Ему стало неприятно от насмешливого взгляда серых глаз. «Врет, поди, что профессор. А я и уши развесил, слюнтяй».
— Ну-ну, — ответил Танцырев, небрежно отодвинул от себя сковородочку, вытер бумажной салфеткой губы, подтянул к себе чашку с кофе, сделал глоток, сладко сощурился, но тут же глаза его округлились, он посмотрел поверх головы Жарникова, улыбнулся и сказал: — Поглядите-ка.
Жарников обернулся. В кафе стало шумно, все-таки сюда набились люди, большинство толпилось у длинной стойки, где торговали кофе и пирожками; от этой-то стойки шел Воронистый, держа в одной руке чашку, в другой — бутылку с водой, на него оглядывались, шептали за спиной, но он не замечал этого, шел по проходу, отыскивая себе место за столиком; никто не догадался предложить ему стул, и только Танцырев приподнял руку, помахал:
— Сюда, пожалуйста.
Воронистый посмотрел в их сторону, наверное, узнал соседей по комнате, подошел, тяжело сел, потер пальцы, словно они у него окоченели, на лбу выступила нездоровая испарина. «Небось после хорошей поддачи, — брезгливо подумал Жарников. — Эти артисты… Еще мальчишка, а уже… Черт знает, что о них только не рассказывают». И, пожалев так Воронистого, сказал:
— Тут у нас коньячок еще остался.
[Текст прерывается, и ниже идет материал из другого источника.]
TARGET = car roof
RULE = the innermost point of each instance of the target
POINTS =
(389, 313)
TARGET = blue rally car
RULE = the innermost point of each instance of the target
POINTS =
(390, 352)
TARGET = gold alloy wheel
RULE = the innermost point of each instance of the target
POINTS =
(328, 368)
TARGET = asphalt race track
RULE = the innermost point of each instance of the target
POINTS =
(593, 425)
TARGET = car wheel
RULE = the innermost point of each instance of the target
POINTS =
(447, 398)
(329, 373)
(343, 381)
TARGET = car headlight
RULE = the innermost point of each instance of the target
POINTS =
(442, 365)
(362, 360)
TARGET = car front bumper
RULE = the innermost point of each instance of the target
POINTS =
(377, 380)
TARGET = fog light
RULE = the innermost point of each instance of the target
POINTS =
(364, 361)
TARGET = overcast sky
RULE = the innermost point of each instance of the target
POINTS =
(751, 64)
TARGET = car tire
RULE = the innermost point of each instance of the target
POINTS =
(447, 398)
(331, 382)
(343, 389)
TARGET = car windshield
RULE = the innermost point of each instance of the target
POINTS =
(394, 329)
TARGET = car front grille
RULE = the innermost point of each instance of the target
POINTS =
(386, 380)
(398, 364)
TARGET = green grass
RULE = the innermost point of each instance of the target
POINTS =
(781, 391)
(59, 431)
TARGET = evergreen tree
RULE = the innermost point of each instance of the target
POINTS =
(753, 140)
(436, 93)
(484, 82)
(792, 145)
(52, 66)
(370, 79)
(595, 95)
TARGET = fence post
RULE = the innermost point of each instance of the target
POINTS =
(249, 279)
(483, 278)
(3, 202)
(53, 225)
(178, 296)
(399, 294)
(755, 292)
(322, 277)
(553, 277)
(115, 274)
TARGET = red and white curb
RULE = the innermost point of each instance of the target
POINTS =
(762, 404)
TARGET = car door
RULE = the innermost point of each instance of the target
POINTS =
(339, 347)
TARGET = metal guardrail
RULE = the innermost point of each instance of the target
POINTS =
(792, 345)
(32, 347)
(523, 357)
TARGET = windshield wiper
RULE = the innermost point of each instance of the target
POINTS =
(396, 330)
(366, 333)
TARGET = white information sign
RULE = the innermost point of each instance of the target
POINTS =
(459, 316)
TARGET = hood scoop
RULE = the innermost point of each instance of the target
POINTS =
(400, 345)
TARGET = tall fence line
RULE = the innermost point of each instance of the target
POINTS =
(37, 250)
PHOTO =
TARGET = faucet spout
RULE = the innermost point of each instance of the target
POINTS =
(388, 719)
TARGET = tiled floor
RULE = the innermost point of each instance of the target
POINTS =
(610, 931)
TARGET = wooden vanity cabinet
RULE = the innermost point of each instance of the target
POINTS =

Если не возражаете, взбодрит.
Не дожидаясь от Воронистого согласия, налил ему полную рюмку.
— Пейте, пейте, — поддакнул Танцырев.
Воронистый взял рюмку, пальцы его дрожали, из рюмки плеснуло на скатерть, он тут же сморщился, судорожно вздрогнул плечами и, отставив от себя рюмку, торопливо отхлебнул кофе.